The Lecture:  when the Scot, John Veitch, arrived in Devon in the late 1700s to lay out the grounds of Killerton, the foundations were laid for the establishment of one of the most remarkable horticultural dynasties in Britain. John’s son, James, pioneered the sending of his own plant collectors abroad on behalf of his nursery on often-dangerous journeys in search of new plants, which was fuelled by the insatiable appetite of the Victorian gardening elite who would pay almost any price for a new exotic novelty. Over a period of 72 years the Veitch family sent 23 plant collectors across the globe in search of new plants.

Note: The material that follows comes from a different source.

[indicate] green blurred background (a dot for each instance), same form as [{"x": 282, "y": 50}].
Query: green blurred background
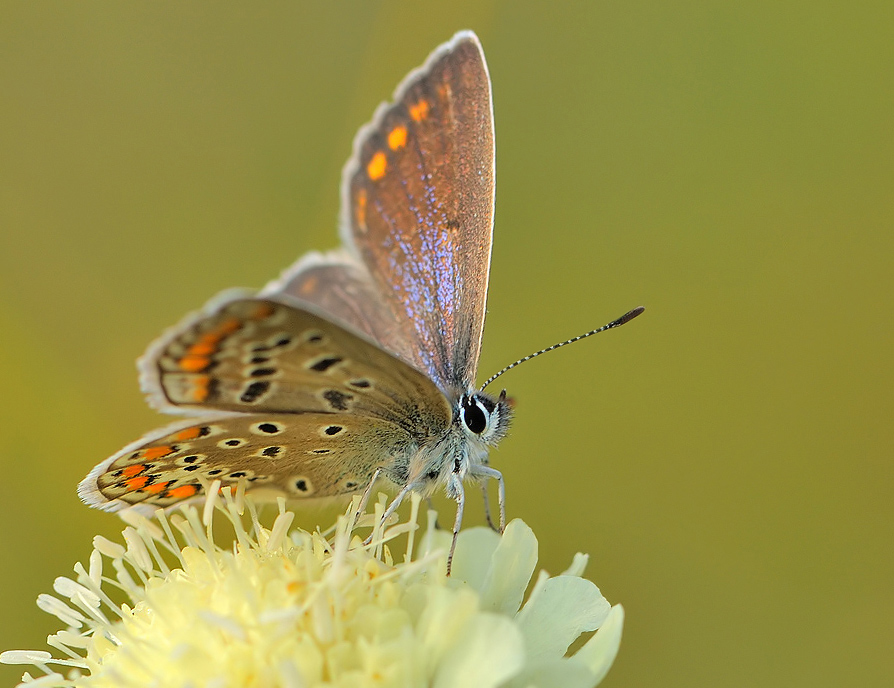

The house of Veitch employed twenty-two recognised plant hunters, including three members of the Veitch family. Most prominent of these were brothers William and Thomas Lobb, Ernest (Chinese) Wilson and Charles Maries. The others were:

  • Richard Pearce: Visited Chile, Peru and Bolivia from 1859 to 1866
  • John Gould Veitch:  Visited Japan, South Sea Islands and Australia from 1860 to 1870
  • David Bowman:  Visited Brazil in 1866
  • Henry Hutton:  Visited Java and the Malay Archipelago from 1866 to 1868
  • Carl Kramer:  Visited Japan and Costa Rica from 1867 to 1868
  • Gottlieb Zahn:  Visited Central America from 1869 to 1870
  • George Downton: Visited Central and South America from 1870 to 1873
  • Henry Chesterton:  Visited South America from 1870 to 1878
  • A.R. Endres: Visited Costa Rica from 1871 to 1873
  • Gustav Wallis:  Visited Brazil, New Granada, South America from 1872 to 1874
  • Walter Davies:  Visited South America from 1873 to 1876
  • Peter Veitch: Visited Australia, South Sea Islands and Borneo from 1875 to 1878
  • Guillerno Kalbreier:  Visited West Coast of Africa and Colombia from 1876 to 1881
  • Christopher Mudd;  Visited South Africa in 1877
  • F.W. Burbridge:  Visited Borneo from 1877 to 1878
  • Charles Curtis: Visited Madagascar, Borneo, Sumatra,Java and the Moluccas from 1878 to 1884
  • David Burke:  Visited East Indies, Burma and Columbia from 1881 to 1897
  • James H. Veitch:   Visited India, Malaysia, Japan, Korea, Australia and New Zealand from 1891 to 1893

 Five generations of the Veitch family took charge of the nursery businesses which were also involved in advising and creating fine designed landscapes and gardens. They introduced many hundreds of new plants, created the first official orchid hybrid and oversaw the arrival of the Wellingtonia tree. James Junior and his son, Harry Veitch, played key roles within the Royal Horticultural Society and later Harry helped organise the Royal International Horticultural Exhibition of 1912, the precursor to the Chelsea Flower Show, receiving a knighthood shortly afterward.

Caradoc’s illustrated talk will summarise the story of this remarkable firm, giving an account of the rise of the Veitch Nurseries from the early days in Exeter and some of the south west landscapes influenced by Veitch.